While inhaled cannabis takes effect quickly, it wears off faster than other application techniques, requiring multiple doses. Ingested cannabis, while having a longer presence in the body, can take up to 90 minutes for patients to feel the effects.
Comparatively, suppositories can be felt as quick as 10 minutes after application, and last for several hours.
Using suppositories, medicine is absorbed through the intestinal wall directly into the bloodstream, avoiding the digestive system and liver that may break down the cannabis, giving patients more of the medicinal effects with the same amount of the substance.
Patient access to cannabis based suppositories is currently restricted. While the government has only just begun granting licensed producers to manufacture and sell edible cannabis, medical patients in need of alternative application methods are left without a legal way to access their medication.
Bennett bought medical moulds that she prepared herself by combining infused coconut oil, frankincense and beeswax.
“I think patients should be able to produce these kind of products themselves,” Bennett said. “Patients need to have the right to continue. There’s no reason the government should have full control over cannabis.”
Suppository application of cannabis can also be beneficial when the medical issues are related to that area of the body. Physicians targeting pelvic or rectal diseases and ailments, like cancer or IBS, have recommended suppositories as a method of potentially having cannabis used more effectively.
A 2007 study published in PubMed Central showed that, “the bioavailability of the rectal route was approximately twice that of the oral route due to higher absorption and lower first-pass metabolism.”

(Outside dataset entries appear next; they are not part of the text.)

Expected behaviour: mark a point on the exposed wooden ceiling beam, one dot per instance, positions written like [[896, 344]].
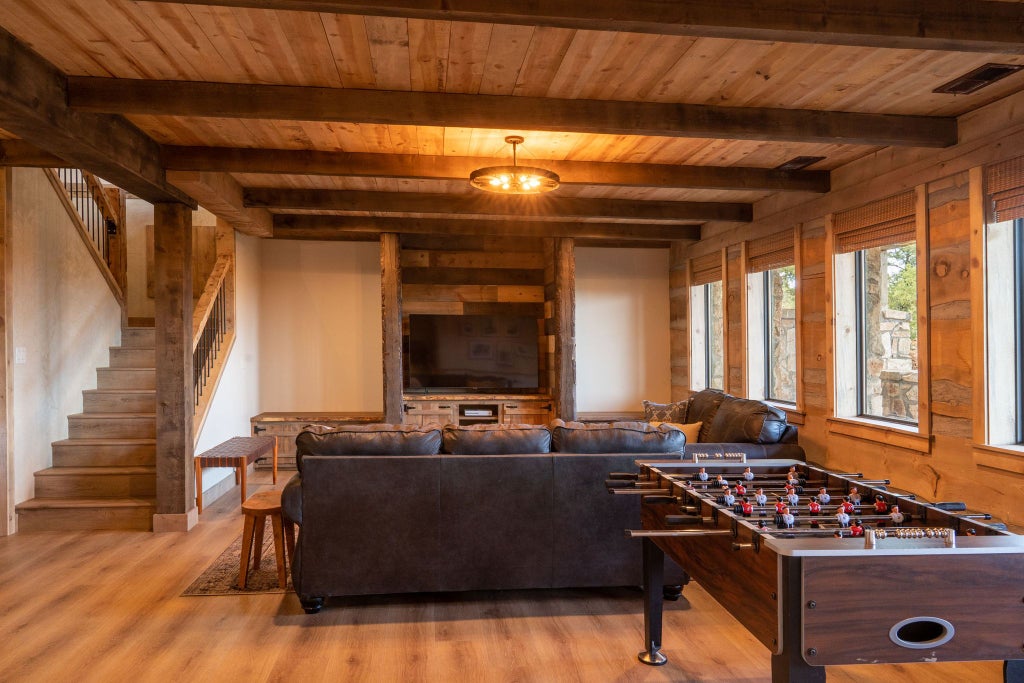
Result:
[[193, 98], [937, 25], [33, 105], [481, 204], [296, 226], [19, 153], [222, 196], [308, 162]]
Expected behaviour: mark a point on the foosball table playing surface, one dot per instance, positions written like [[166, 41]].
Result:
[[859, 574]]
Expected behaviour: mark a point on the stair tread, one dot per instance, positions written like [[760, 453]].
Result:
[[112, 416], [69, 503], [98, 470]]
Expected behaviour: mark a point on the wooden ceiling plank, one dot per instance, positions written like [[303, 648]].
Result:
[[939, 25], [295, 226], [499, 112], [245, 160], [33, 96], [527, 208], [219, 194]]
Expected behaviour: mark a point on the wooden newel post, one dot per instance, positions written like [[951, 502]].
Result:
[[175, 399]]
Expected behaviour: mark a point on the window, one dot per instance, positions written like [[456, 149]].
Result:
[[1005, 303], [771, 318], [707, 324], [876, 307]]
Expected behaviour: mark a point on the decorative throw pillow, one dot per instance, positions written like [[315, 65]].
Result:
[[615, 437], [692, 429], [665, 412]]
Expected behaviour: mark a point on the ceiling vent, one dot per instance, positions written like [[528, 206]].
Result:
[[978, 79], [799, 163]]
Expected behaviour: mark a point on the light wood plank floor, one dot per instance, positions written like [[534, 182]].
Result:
[[107, 606]]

Bennett said, in her experience, suppository application of cannabis is especially beneficial to bowel issues.
“I had someone I gave a cup of infused coconut oil and he used it rectally and his prostate cancer is now in remission,” Bennett recounted.
As legalization efforts continue forward, Bennett hopes the recreational movement doesn’t overshadow the real benefit to many medical patients in the country.
“Everyone has the right to it, but we have to keep focus on the medical part of it — we can’t let the medical part of it disappear.”